A segunda é sobre a carne, ou nossas tendências carnais. Quantos pecados você já cometeu? Que coisa tremenda são as tendências para o prazer! Você começa muito ingênuo na infância, comendo doces, ou esvaziando latas de leite condensado, mas depois você vai crescendo, e a brincadeira vai ficando perigosa. Começa com uma cervejinha prazerosa, da cerveja passa para bebidas destiladas, das destiladas para drogas, das drogas para a autodestruição. Tudo isso porque você buscava o prazer e queria ser feliz. O problema é que, guiado pela carne, você irá procurar a felicidade onde ela não se encontra.

Precisamos então, de forma paciente, educar o corpo. Em si, sentir prazer não é pecado. O problema é transformar o prazer em razão de ser da própria vida e pô-lo no lugar de Deus. “Buscai primeiro o Reino de Deus, e tudo o mais vos será acrescentado” (Mt 6, 33). Uma forma de viver isso concretamente é assumir as penitências da Quaresma, ou seja, fazer alguma mortificação que una o nosso corpo às dores de Cristo na Cruz. Aí, sim, a vitória de Cristo irá acontecer na nossa vida, à medida que essas tendências carnais desordenadas forem aos poucos sendo destruídas ou transformadas.

Finalmente, a terceira vitória, que é contra Satanás. Que ninguém diga que o demônio não existe, porque, afinal de contas, essa é uma das maiores evidências que temos no Evangelho. No Antigo Testamento, quase não se veem demônios; mas, quando aparece Jesus, há uma irrupção: eles começam a aparecer na Bíblia mais do que tinham aparecido anteriormente, porque Jesus vem para os vencer, e eles sabem que têm pouco tempo. 
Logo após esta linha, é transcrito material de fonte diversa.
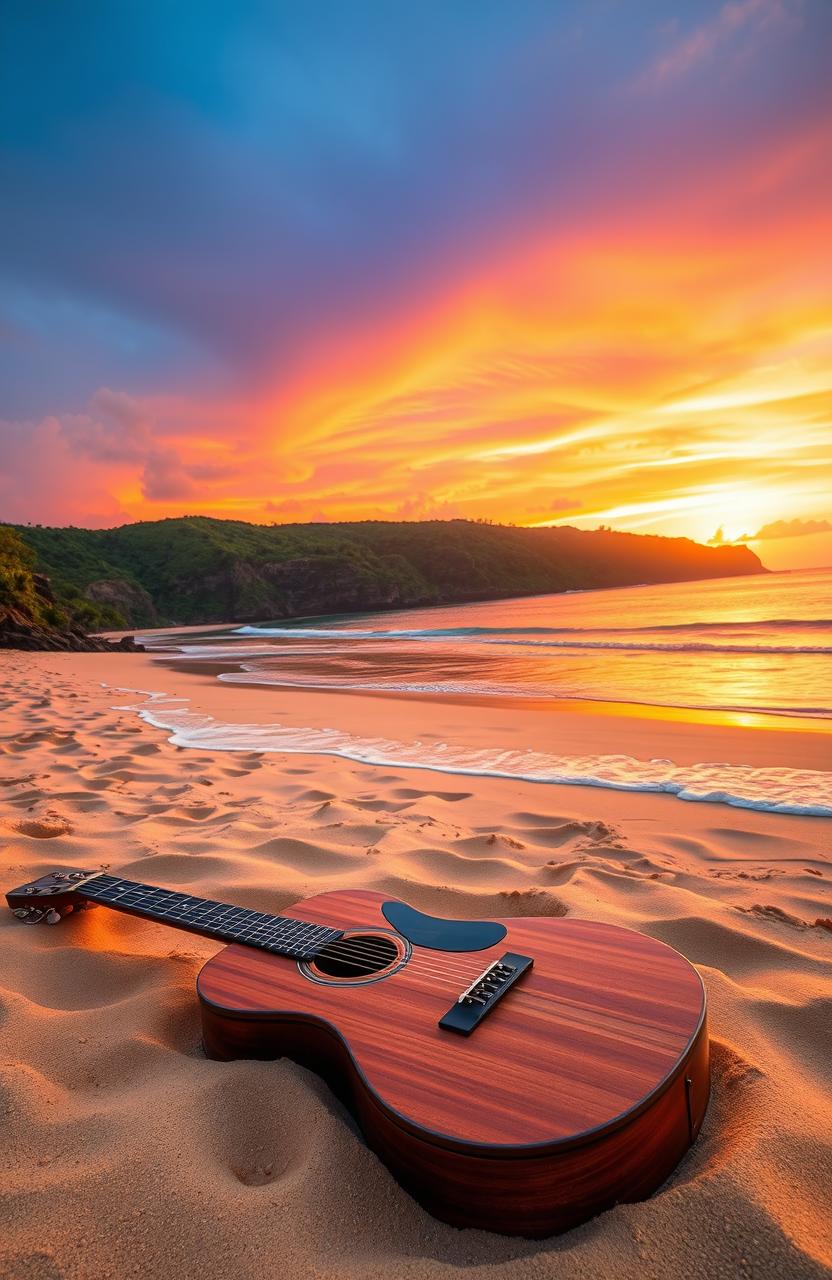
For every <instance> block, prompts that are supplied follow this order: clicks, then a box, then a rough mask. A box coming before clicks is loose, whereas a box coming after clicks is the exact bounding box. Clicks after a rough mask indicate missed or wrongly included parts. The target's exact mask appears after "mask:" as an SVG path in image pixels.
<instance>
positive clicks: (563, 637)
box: [142, 570, 832, 817]
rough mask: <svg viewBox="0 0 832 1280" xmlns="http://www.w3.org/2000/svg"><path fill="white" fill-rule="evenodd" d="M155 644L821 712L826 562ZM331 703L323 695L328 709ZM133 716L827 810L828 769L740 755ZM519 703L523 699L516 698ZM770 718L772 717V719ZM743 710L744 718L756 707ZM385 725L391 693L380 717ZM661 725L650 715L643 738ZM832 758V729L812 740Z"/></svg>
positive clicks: (380, 756) (227, 743)
mask: <svg viewBox="0 0 832 1280" xmlns="http://www.w3.org/2000/svg"><path fill="white" fill-rule="evenodd" d="M155 643H157V644H159V643H164V645H165V648H166V650H168V657H170V646H172V645H173V646H174V649H175V652H177V653H178V655H179V657H180V658H183V659H187V662H188V664H192V663H195V662H197V663H198V662H210V663H211V667H212V669H218V668H221V667H223V664H227V666H228V668H229V669H219V673H218V677H216V678H219V680H221V681H225V682H232V684H233V682H242V684H246V685H268V686H278V687H283V689H287V690H289V689H307V690H328V691H330V692H332V694H333V695H337V694H338V692H343V691H367V692H372V694H375V695H379V694H381V695H383V694H384V692H385V691H387V692H389V694H390V695H396V696H397V698H401V696H402V695H407V694H411V695H416V696H417V695H425V694H429V695H430V696H431V698H433V699H439V700H443V699H447V700H448V701H452V700H460V699H461V698H466V699H474V700H477V699H489V700H493V699H497V700H498V701H499V703H502V704H503V705H504V707H506V708H507V709H509V708H511V707H512V705H515V707H517V705H518V700H526V699H536V700H543V701H549V703H552V704H553V707H557V705H558V704H561V705H563V704H568V703H573V701H580V700H591V701H594V703H611V704H612V703H618V704H620V703H628V704H641V705H644V707H650V705H652V707H660V708H671V709H680V710H681V709H694V710H700V712H708V713H724V714H732V716H735V717H739V718H740V721H741V718H742V714H744V713H745V714H748V716H754V717H755V718H756V717H772V718H774V717H777V718H783V717H799V718H801V719H804V721H809V722H815V723H817V727H818V730H822V728H826V727H827V723H828V722H829V721H832V571H817V570H815V571H805V572H795V573H776V575H774V573H773V575H760V576H753V577H741V579H721V580H716V581H699V582H678V584H663V585H649V586H635V588H620V589H609V590H596V591H584V593H563V594H557V595H545V596H531V598H520V599H512V600H493V602H488V603H474V604H465V605H448V607H435V608H424V609H407V611H401V612H385V613H374V614H362V616H356V614H352V616H348V617H344V616H334V617H326V618H315V620H300V621H291V622H285V621H276V622H273V621H268V620H266V621H264V622H260V623H256V625H246V626H239V627H234V628H232V630H228V628H224V630H215V631H210V630H206V631H205V632H201V634H197V635H195V634H193V632H189V634H180V635H179V636H175V635H173V634H170V632H168V634H166V635H165V636H164V637H160V639H157V640H156V641H155ZM337 703H338V699H337V698H333V699H332V704H330V705H332V708H333V710H332V716H333V718H334V719H335V721H337ZM142 714H143V716H145V718H147V719H151V721H152V722H154V723H157V724H159V726H160V727H165V728H168V730H169V731H170V732H172V740H173V741H175V742H177V744H178V745H182V746H191V748H204V749H210V750H221V749H225V750H268V751H269V750H270V751H283V753H302V754H334V755H342V756H346V758H348V759H355V760H361V762H365V763H374V764H384V765H410V767H417V768H430V769H438V771H440V772H444V773H468V774H477V776H494V777H513V778H526V780H530V781H535V782H541V783H557V782H566V783H571V785H576V783H577V785H584V786H600V787H613V788H617V790H635V791H662V792H669V794H673V795H677V796H680V797H681V799H685V800H708V801H721V803H726V804H732V805H739V806H742V808H753V809H765V810H772V812H781V813H803V814H814V815H823V817H832V772H829V773H827V772H823V771H818V769H797V768H795V769H791V768H776V767H771V768H759V767H753V765H750V764H748V763H745V762H742V760H741V759H735V760H732V762H710V760H703V762H700V763H696V764H684V765H680V764H677V763H675V762H673V760H669V759H662V758H654V759H637V758H635V756H630V755H564V754H559V753H557V751H554V750H553V751H548V750H543V751H541V750H539V749H531V748H530V749H517V748H516V746H515V745H512V746H511V749H509V748H508V746H507V744H504V742H499V741H494V742H493V744H492V745H489V746H485V748H484V746H483V745H481V744H477V746H476V748H472V746H468V745H466V742H465V741H453V742H440V741H435V740H431V741H419V742H408V741H402V740H399V739H398V737H397V736H396V733H393V732H390V733H389V735H385V736H384V737H383V739H381V737H361V736H357V735H355V733H353V732H347V731H346V730H344V728H340V727H338V724H337V723H335V724H334V726H333V724H332V723H330V724H329V726H328V727H325V728H323V727H316V726H308V727H305V728H298V727H288V726H285V724H280V723H257V724H228V723H221V722H219V721H216V719H212V718H211V717H205V716H197V714H196V713H195V712H191V710H188V708H187V707H186V705H183V703H180V701H177V703H174V701H170V700H166V699H155V700H154V703H152V705H146V707H143V708H142ZM518 714H522V710H518ZM781 722H782V721H781ZM758 723H759V721H758ZM394 724H396V714H394V710H393V707H392V713H390V726H394ZM659 733H660V728H659V726H657V737H658V735H659ZM829 748H831V750H829V768H831V771H832V736H831V737H829Z"/></svg>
O diabo não cochila, não dorme, não tira férias; está focado o tempo todo na sua perdição. É por isso que Deus, na sua bondade, deu-nos o auxílio dos anjos da guarda, que estão focados em cooperar para a nossa salvação. Ainda que nós percamos o foco constantemente, nosso anjo da guarda está sempre focado em cumprir sua missão. Mas há uma grande diferença entre a ação do anjo da guarda e a do demônio: o diabo entra na nossa vida sem pedir permissão, enquanto o anjo da guarda só interfere quando nos abrimos.

Nesse sentido, a vitória de Cristo é também uma vitória por meio do ministério angélico. É exatamente isso que retrata a narrativa de São Marcos: depois que Jesus, tentado no deserto, venceu Satanás, “os anjos o serviam”. Nós também temos anjos servidores que podem nos ajudar nesta luta e dar-nos a vitória, que certamente iremos alcançar pela bondade de Deus.

Que neste 1.º Domingo da Quaresma você se volte para Deus e para a grande vitória de Cristo, que venceu o mundo indo ao deserto, venceu a carne jejuando e venceu Satanás pisando a cabeça de todas as tentações. Na vitória de Nosso Senhor, temos a graça de ser também vitoriosos.

Notas

  1. Teresa d’Ávila, “Caminho de Perfeição”, Capítulo 21, n. 2 In: Teresa d’Ávila, Escritos de Teresa d’Ávila. p. 362-363.